A two‑stage quality‑control pipeline ensures clinical validity. First, native‑speaking NLP researchers use LLM‑assisted prompts to transform short exam questions into full‑length clinical narratives and to insert errors. Second, two independent clinicians review every instance, correcting any hallucinations, confirming error labels, and annotating three auxiliary attributes: (1) important clinical words, (2) difficulty level (Easy, Medium, Hard), and (3) reasoning type (Factual Recall, Single‑hop, Multi‑hop). Disagreements are resolved without conflict, resulting in a high‑quality, richly annotated corpus.

The benchmark defines three sub‑tasks: (a) error detection (binary classification), (b) error localization (identifying the sentence or span containing the error), and (c) error correction (generating a corrected version of the text).
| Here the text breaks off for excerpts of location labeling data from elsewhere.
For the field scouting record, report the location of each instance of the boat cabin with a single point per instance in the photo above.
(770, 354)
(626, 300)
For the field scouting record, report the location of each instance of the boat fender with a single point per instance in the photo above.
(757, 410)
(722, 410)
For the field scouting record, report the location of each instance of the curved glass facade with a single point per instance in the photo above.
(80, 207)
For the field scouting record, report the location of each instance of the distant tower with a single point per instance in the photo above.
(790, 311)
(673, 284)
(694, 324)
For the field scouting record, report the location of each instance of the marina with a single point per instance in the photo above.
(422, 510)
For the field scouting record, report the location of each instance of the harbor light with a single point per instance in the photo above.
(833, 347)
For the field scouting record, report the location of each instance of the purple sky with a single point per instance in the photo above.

Evaluation metrics include accuracy for detection, ROUGE‑1/2/L and BLEU for correction quality, and BERTScore and BLEURT for semantic fidelity.
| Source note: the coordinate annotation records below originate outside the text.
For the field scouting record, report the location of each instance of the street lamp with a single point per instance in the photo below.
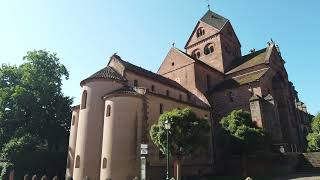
(167, 126)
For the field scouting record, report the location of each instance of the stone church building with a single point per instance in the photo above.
(120, 102)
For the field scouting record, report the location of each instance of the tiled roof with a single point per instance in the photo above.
(106, 73)
(240, 80)
(198, 61)
(214, 20)
(250, 60)
(151, 75)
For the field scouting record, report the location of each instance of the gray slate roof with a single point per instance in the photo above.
(214, 20)
(150, 74)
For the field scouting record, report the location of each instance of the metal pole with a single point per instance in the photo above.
(167, 154)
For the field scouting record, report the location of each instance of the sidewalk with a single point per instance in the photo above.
(314, 176)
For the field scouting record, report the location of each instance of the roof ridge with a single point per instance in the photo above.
(251, 72)
(198, 61)
(156, 76)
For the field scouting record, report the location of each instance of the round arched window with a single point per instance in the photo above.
(200, 32)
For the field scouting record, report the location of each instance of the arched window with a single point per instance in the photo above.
(196, 54)
(208, 49)
(200, 32)
(108, 111)
(104, 163)
(84, 99)
(77, 162)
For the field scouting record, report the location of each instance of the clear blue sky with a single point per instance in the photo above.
(86, 33)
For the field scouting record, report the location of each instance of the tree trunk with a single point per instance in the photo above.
(244, 164)
(177, 169)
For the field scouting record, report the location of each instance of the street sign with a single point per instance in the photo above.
(143, 168)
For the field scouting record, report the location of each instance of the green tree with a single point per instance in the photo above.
(34, 113)
(187, 134)
(314, 136)
(238, 132)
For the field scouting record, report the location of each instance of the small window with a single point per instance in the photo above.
(77, 162)
(200, 32)
(208, 49)
(196, 54)
(135, 83)
(108, 111)
(161, 108)
(104, 163)
(84, 99)
(231, 96)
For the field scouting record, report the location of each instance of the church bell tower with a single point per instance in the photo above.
(214, 42)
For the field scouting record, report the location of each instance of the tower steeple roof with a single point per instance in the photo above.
(213, 19)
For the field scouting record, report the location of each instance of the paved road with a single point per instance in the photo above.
(301, 177)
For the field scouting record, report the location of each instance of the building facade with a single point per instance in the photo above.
(120, 102)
A broad suite of models is evaluated, grouped into:

  1. General‑purpose LLMs (GPT‑4o, GPT‑4o‑mini, Gemini 2.5 Flash Lite, Gemini 2.0 Flash, LLaMA‑3‑8B, LLaMA‑3‑70B‑Instruct).
  2. Language‑specialized LLMs (Chinese: Qwen2.5‑7B‑Instruct, DeepSeek‑R1, DeepSeek‑V3, Doubao‑1.5‑Thinking‑Pro; Arabic: 3ALLAM‑7B).
  3. Medical‑domain LLMs (MedGemma‑4B, MedGemma‑27B, HuatuoGPT‑o1‑7B).

Results reveal a consistent performance hierarchy: English data yields the highest scores across all model families, while Arabic and Chinese exhibit markedly lower accuracy, ROUGE, and BLEU. Even language‑specialized models struggle to match the performance of medical‑domain models on non‑English tasks, indicating that multilingual medical knowledge remains under‑represented in current LLMs. Error‑type analysis shows that categories requiring deep domain expertise (e.g., Physiology, Histology, Epidemiology) are the most challenging, whereas Diagnosis, Management, and Pharmacotherapy are detected and corrected more reliably.
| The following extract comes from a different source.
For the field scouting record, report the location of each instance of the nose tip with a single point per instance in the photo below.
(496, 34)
Additional ablation studies demonstrate that providing explicit error‑type definitions and exemplar cases to the model improves performance, especially for the more complex categories. Few‑shot experiments indicate that difficulty level strongly influences outcomes; “Hard” instances cause steep drops in both detection and correction metrics, underscoring the limited reasoning depth of current models. Cross‑lingual generalization experiments confirm that knowledge does not transfer effectively between languages without targeted fine‑tuning.

The authors acknowledge limitations: the dataset size, while multilingual, remains modest compared to monolingual corpora; error insertion is synthetic and may not capture the full nuance of real clinical mistakes; automatic metrics may not fully reflect clinical appropriateness of corrections, suggesting the need for human evaluation in future work.

In conclusion, MedErrBench delivers a rigorously validated, multilingual resource that fills a crucial gap in medical NLP research. By making the data and evaluation protocols publicly available, the paper invites the community to develop language‑aware, clinically grounded LLMs, with the ultimate goal of improving patient safety and equity in AI‑driven healthcare worldwide.